Yorick

Personaje de La vida y opinio­nes de Tristán Shandy (v.), de Laurence Sterne (1713-1768). De origen danés, y quizá descendiente de aquel Yorick de quien se habla en el Hamlet (v.) de Sha­kespeare, este personaje no tiene ningún elemento danés, sino que es «una criatura heteróclita en todas sus declinaciones», llena de vida, de caprichos y de «gaîté de cœur».

Párroco del pueblo donde habita la familia Shandy, Yorick recorre su parro­quia montado en un caballo flaco y desme­drado, tal «que la Humildad misma hu­biera podido cabalgarlo» y digno hermano de Rocinante: así atrae, dondequiera que vaya, la atención y las carcajadas de jóve­nes y ancianos, y «oye y ve bastante para impedir que su filosofía se enmohezca». Pero, como le gustan las bromas y tiene conciencia de su propio ridículo, declara que «no puede indignarse si los demás le ven bajo la misma luz en que se ve él mis­mo». Muchas son las razones que aduce para justificar su extraña preferencia en lo que a cabalgaduras se refiere, pero se calla la verdadera, que habla totalmente en su favor.

En realidad, a Yorick le gus­tan los caballos hermosos, y en su juven­tud se complació montándolos; pero desde que se estableció en aquel pueblo, como a menudo se hallaba en la necesidad de dejar prestado su caballo a otros para que fueran a llamar a la comadrona lejana, veía tan frecuentemente maltratada a la pobre bestia que prefirió sustituirlo y de­cidió gastar en limosnas el precio de un caballo bueno y comprar otro que nada tuviera que perder y que sirviera igual­mente, revelando así un refinamiento espi­ritual semejante al del «incomparable ca­ballero de la Mancha» (v. Don Quijote). Yorick es un hombre profundamente hon­rado, generoso y sincero, que siente una invencible antipatía y desconfianza hacia la gravedad, no en sí, sino en cuanto es afectación y sirve sólo «de manto para en­cubrir la ignorancia y la necedad».

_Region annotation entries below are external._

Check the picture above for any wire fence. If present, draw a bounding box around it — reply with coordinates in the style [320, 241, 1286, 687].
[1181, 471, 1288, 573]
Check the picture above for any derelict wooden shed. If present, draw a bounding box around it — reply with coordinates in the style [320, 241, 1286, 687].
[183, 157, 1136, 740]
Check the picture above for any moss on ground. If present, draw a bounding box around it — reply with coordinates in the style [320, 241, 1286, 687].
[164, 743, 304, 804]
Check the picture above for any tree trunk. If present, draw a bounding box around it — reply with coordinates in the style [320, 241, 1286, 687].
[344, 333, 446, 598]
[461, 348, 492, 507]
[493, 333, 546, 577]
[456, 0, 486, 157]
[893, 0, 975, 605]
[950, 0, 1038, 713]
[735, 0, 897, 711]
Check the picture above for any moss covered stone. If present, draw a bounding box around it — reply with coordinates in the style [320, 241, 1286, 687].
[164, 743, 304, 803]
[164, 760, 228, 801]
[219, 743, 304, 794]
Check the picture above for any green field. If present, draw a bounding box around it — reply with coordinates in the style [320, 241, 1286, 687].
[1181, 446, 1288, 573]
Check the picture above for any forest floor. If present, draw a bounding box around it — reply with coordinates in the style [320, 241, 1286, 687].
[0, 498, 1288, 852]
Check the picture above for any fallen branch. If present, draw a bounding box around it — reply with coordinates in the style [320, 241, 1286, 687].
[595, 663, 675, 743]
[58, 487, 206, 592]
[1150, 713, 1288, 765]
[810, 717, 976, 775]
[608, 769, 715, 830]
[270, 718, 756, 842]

Siempre dice la verdad, sin preocuparse por las con­secuencias, y denuncia el vicio y la hipo­cresía, aun cuando se hallen en las posi­ciones más elevadas: con ello se crea un montón de enemigos y «la crueldad, la maldad y la cobardía arremeten contra él». Tras haberlas combatido valerosamente, solo contra todos, «abrumado por el número y agotado por las calamidades de la guerra», Yorick arroja la espada y muere de an­gustia, aunque puede todavía pronunciar una frase ingeniosa. Y le entierran en un rincón de su cementerio bajo una sencilla lápida en la que tres únicas palabras sir­ven a un mismo tiempo de epitafio y de elegía: «iAy, pobre Yorick!»